PharmahubNG
12 min readApr 19, 2020

Pregnancy outcome following gestational exposure to azithromycin:

Moumita Sarkar, Cindy Woodland C, [...], and Adrienne RN Einarson

Additional article information

Abstract

Background

Azithromycin is an azalide antibiotic with an extensive range of indications and has become a common treatment option due to its convenient dosing regimen and therapeutic advantages. Human studies addressing gestational use of azithromycin have primarily focused on antibiotic efficacy rather than fetal safety. Our primary objective was to evaluate the possibility of teratogenic risk following gestational exposure to azithromycin.

Methods

There were 3 groups of pregnant women enrolled in our study: 1) women who took azithromycin. 2) women exposed to non-teratogenic antibiotics for similar indications, and 3) women exposed to non-teratogenic agents. They were matched for gestational age at time of call, maternal age, cigarette and alcohol consumption. Rates of major malformations and other endpoints of interest were compared among the three groups.

Results

Pregnancy outcome of 123 women in each group was ascertained. There were no statistically significant differences among the three groups in the rates of major malformations; 3.4% (exposed) versus 2.3% (disease matched) and 3.4% (non teratogen) or any other endpoints that were examined. In the azithromycin group, 88 (71.6%) women took the drug during the first trimester

Conclusion

Results suggest that gestational exposure to azithromycin is not associated with an increase in the rate of major malformations above the baseline of 1–3%. Our data adds to previous research showing that macrolide antibiotics, as a group, are generally safe in pregnancy and provides an evidence-based option for health professionals caring for populations with chlamydia.

Background

Azithromycin (Zithromax®) is an azalide antibiotic belonging to a subclass of macrolide antibiotics developed as an alternative treatment to improve the spectrum of activity and to eliminate some of the clinical disadvantages associated with other macrolides [1]. Structural modification resulting from substitution of a nitrogen atom on the lactone ring with a methyl group, protects azithromycin from breakdown by gastric acidity and thereby increases its elimination half-life [2], making it possible for single dose therapy. Its unique pharmacokinetic properties offer additional clinical advantages that include a substantial reduction of gastrointestinal side effects and increased patient compliance due to more convenient dosing regimens. Its main indications for use include treatment of mild to moderate infections of the upper and lower respiratory tract, [1] as well as skin infections [3]. Azithromycin is also highly effective against urogenital infections such as Chlamydia [4] and gonorrhea [5] when administered as a single one-gram dose. As well, its anti-inflammatory role in cystic fibrosis was also established [6]. Recently, a large study examining treatment of trachomas(almost 1000 people) was published, that documented that the prevalence and intensity of infection fell dramatically and remained low for two years after one treatment[7].

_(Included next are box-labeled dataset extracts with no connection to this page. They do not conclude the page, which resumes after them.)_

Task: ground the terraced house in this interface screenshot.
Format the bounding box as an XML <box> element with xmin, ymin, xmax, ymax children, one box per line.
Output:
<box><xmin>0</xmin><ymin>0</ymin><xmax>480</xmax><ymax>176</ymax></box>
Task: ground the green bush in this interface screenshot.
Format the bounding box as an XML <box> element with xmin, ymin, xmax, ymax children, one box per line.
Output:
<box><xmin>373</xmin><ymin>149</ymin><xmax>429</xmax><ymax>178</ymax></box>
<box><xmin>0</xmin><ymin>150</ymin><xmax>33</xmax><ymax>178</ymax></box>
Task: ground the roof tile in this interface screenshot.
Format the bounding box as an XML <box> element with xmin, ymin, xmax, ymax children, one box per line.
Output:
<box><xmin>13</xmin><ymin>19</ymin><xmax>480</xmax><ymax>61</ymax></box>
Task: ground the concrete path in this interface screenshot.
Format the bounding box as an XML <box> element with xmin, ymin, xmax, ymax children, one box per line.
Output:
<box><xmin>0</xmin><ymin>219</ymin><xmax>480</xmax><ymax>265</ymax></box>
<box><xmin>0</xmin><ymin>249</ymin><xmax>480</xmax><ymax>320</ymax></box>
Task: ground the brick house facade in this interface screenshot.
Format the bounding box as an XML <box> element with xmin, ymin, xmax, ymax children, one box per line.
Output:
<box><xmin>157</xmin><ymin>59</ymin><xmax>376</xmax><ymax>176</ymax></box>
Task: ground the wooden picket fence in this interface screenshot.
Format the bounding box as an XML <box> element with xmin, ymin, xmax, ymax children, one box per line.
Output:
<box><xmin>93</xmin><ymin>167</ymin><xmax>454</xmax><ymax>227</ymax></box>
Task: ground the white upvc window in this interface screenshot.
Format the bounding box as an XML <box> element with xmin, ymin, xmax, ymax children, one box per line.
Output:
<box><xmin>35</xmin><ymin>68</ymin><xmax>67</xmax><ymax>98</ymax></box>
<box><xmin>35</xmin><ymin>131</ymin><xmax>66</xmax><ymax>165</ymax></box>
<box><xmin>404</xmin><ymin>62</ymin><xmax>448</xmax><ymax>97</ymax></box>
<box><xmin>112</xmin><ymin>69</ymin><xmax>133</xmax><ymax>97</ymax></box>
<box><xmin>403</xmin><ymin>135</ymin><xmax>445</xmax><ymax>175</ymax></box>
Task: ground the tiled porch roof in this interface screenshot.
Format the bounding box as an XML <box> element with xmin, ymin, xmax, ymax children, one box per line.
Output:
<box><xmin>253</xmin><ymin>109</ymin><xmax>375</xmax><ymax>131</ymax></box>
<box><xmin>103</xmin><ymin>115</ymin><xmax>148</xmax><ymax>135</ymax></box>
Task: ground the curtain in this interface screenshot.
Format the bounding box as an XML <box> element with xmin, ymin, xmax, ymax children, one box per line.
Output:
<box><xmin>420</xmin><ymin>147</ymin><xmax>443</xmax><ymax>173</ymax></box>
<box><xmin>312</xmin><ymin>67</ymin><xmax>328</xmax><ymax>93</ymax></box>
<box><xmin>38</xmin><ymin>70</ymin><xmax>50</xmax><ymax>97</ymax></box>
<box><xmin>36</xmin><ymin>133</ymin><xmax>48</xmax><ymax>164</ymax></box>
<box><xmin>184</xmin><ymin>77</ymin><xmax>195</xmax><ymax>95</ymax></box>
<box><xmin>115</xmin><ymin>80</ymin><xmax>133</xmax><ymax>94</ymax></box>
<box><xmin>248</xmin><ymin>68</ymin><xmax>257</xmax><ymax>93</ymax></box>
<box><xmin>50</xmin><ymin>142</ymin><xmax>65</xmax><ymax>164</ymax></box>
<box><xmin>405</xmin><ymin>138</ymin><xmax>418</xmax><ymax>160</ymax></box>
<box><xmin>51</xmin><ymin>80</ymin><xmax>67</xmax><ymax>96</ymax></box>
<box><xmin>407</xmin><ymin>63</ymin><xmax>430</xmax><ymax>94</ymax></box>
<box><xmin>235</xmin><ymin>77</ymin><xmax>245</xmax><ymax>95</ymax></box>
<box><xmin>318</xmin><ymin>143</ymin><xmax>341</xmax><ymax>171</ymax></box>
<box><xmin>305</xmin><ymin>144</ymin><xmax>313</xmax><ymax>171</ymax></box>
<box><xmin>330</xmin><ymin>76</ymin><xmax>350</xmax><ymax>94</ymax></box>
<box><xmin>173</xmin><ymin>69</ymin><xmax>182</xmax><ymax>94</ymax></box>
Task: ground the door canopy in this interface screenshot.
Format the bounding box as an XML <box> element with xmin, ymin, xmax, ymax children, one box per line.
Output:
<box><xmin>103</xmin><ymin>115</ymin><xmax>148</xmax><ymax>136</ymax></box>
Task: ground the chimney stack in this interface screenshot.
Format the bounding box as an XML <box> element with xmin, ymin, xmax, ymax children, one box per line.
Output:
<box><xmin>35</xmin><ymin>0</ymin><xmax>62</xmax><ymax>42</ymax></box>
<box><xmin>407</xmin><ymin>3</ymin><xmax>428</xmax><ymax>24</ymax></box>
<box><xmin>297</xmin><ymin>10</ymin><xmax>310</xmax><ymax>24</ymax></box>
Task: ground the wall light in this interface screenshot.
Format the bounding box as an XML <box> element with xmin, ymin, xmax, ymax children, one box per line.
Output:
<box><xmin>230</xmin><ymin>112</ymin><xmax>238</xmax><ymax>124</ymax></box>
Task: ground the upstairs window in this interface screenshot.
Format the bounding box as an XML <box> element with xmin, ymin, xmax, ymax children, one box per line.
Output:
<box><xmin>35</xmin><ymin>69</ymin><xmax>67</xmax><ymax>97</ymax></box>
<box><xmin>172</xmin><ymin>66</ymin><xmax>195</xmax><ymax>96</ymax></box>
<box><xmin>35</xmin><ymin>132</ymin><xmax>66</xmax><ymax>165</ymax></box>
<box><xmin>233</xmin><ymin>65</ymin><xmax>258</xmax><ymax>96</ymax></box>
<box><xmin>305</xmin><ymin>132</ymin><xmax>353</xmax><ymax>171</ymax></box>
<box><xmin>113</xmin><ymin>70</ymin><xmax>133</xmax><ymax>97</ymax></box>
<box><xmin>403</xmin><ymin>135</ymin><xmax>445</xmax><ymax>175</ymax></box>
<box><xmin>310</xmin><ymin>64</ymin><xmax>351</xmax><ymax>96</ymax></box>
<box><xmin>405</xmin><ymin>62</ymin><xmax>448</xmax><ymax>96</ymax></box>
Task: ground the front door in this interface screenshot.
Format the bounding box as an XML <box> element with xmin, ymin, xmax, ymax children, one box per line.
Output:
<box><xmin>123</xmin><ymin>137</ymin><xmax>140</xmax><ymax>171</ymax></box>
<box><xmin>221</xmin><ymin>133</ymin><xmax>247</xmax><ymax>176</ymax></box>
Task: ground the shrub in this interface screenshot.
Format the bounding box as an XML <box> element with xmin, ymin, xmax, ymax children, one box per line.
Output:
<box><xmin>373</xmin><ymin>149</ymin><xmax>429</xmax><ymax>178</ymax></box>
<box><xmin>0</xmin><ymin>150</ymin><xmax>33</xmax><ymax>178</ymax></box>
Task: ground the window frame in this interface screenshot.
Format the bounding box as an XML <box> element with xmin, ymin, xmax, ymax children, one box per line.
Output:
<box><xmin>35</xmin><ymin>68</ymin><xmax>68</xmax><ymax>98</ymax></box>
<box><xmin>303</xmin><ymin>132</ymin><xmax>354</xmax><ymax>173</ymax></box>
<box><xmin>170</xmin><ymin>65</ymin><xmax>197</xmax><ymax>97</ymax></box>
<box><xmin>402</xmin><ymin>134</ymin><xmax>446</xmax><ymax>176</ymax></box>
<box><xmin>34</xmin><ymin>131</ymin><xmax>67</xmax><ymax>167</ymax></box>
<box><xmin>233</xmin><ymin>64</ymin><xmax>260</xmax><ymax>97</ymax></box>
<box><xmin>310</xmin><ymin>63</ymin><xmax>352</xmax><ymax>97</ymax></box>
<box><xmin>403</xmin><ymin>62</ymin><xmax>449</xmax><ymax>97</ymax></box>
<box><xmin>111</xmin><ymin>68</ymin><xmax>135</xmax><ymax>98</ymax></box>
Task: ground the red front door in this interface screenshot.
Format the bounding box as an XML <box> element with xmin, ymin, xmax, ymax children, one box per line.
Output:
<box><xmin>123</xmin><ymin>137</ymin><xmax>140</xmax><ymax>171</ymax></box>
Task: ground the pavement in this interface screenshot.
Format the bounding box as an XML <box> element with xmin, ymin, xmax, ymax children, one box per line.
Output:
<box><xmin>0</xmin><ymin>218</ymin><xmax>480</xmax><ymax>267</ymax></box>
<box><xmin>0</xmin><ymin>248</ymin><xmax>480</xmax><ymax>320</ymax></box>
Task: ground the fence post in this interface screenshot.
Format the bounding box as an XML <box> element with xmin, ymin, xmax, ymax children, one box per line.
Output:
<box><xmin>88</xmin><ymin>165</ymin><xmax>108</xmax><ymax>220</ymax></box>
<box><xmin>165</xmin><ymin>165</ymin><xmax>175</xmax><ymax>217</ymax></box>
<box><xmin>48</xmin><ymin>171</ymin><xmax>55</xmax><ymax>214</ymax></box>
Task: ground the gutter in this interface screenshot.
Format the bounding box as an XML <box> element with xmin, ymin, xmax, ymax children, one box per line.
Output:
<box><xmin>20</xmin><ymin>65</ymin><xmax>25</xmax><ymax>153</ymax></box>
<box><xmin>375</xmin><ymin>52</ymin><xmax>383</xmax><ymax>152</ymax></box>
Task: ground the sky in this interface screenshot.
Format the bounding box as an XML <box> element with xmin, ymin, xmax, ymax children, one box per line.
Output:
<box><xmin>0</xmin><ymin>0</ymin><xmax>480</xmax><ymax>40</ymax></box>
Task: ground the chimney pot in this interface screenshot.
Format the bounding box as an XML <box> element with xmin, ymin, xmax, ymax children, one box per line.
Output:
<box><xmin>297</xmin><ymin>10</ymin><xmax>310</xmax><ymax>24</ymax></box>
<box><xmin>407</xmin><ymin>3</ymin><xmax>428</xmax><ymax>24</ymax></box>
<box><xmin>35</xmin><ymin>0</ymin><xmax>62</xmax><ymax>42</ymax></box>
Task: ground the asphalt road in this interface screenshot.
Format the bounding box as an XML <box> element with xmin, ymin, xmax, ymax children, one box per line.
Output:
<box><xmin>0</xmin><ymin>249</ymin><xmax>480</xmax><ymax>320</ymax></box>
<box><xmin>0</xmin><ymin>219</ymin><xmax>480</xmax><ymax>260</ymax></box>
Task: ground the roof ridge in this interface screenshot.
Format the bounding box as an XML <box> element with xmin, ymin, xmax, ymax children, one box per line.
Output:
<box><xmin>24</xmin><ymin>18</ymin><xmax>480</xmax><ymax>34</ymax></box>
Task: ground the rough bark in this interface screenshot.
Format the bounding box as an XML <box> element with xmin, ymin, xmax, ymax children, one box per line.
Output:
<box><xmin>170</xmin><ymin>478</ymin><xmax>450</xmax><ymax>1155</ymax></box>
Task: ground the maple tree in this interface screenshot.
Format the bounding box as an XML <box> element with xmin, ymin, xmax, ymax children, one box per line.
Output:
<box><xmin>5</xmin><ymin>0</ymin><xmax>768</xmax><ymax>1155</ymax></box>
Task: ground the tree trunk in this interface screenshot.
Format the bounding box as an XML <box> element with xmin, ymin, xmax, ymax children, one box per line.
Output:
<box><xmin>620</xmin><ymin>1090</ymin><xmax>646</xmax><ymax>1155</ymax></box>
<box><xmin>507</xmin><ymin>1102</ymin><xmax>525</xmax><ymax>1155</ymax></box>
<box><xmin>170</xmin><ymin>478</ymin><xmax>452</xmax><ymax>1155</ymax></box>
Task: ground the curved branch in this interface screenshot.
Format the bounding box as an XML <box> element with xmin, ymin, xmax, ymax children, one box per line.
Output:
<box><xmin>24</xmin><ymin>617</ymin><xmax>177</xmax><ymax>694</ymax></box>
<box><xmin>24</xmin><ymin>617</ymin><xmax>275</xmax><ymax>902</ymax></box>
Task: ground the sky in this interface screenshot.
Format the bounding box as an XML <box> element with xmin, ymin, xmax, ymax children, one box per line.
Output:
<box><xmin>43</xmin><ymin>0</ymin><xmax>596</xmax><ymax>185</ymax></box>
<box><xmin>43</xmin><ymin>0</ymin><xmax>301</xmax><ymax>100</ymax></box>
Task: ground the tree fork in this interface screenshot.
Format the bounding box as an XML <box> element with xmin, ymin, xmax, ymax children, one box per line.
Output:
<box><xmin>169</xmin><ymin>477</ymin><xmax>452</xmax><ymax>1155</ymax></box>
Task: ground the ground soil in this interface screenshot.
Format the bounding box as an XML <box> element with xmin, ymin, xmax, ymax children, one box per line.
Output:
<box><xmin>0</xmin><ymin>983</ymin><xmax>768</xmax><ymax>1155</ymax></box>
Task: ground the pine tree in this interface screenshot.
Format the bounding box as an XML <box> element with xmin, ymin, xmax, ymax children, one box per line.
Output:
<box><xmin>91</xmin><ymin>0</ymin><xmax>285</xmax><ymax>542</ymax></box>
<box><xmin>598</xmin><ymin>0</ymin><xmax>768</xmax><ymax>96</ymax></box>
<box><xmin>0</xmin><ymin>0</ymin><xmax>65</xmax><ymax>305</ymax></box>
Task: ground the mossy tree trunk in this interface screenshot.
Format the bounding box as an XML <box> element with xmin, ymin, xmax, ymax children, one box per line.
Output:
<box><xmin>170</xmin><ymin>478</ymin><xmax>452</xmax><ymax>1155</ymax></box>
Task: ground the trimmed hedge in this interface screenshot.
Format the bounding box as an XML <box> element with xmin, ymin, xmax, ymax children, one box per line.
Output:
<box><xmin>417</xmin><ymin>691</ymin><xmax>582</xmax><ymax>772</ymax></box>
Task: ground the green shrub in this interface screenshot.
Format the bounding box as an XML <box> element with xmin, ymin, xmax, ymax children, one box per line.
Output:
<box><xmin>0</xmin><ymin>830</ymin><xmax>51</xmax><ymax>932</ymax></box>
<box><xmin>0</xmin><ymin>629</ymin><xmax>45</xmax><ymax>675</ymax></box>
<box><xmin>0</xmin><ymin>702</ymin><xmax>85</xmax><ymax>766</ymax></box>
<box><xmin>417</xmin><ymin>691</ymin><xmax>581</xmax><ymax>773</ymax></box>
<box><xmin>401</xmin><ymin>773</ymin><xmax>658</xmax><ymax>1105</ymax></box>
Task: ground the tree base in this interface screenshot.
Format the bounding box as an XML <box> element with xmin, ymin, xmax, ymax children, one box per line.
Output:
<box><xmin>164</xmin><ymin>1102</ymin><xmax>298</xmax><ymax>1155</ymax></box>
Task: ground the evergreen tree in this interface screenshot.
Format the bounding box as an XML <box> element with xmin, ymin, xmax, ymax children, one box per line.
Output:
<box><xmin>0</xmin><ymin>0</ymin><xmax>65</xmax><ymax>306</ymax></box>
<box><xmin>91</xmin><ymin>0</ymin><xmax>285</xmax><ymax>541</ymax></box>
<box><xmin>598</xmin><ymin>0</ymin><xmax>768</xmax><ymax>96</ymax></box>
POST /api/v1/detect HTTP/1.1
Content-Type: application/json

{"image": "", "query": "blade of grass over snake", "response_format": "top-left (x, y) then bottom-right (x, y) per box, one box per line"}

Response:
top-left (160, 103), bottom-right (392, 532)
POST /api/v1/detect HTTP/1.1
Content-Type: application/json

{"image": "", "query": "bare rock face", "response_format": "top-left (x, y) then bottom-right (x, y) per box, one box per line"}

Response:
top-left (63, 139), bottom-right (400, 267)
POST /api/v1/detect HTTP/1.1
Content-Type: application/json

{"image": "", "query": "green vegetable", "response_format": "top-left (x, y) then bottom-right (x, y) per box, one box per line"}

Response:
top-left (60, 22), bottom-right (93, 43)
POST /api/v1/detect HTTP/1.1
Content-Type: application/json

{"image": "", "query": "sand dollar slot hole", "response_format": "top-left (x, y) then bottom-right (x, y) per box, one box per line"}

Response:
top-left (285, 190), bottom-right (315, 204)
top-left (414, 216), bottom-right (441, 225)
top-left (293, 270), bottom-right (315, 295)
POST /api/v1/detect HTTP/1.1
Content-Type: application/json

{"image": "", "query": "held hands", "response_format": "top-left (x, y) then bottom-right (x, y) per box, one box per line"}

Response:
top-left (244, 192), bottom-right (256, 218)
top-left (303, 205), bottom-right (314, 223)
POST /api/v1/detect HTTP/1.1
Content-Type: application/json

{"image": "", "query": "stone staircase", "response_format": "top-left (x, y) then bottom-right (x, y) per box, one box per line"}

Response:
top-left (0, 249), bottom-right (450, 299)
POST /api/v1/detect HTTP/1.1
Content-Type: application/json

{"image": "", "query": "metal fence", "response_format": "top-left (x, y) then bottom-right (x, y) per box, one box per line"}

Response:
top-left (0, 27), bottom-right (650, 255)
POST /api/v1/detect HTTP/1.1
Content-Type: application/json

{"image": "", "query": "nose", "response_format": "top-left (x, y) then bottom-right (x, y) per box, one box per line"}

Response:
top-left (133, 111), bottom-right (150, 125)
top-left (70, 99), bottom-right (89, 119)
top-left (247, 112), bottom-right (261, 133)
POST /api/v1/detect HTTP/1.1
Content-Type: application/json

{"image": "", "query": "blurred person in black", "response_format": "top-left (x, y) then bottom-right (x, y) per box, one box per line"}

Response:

Animal reproductive studies found no evidence of impaired fertility or harm to the fetus following azithromycin exposure [8-10]. Only limited information on the effects of azithromycin use during human pregnancy is available. One study suggested that azalide macrolide was associated with limited transplacental transfer as only 2.6% of the drug that reached the maternal arterial side crossed the placenta. [11].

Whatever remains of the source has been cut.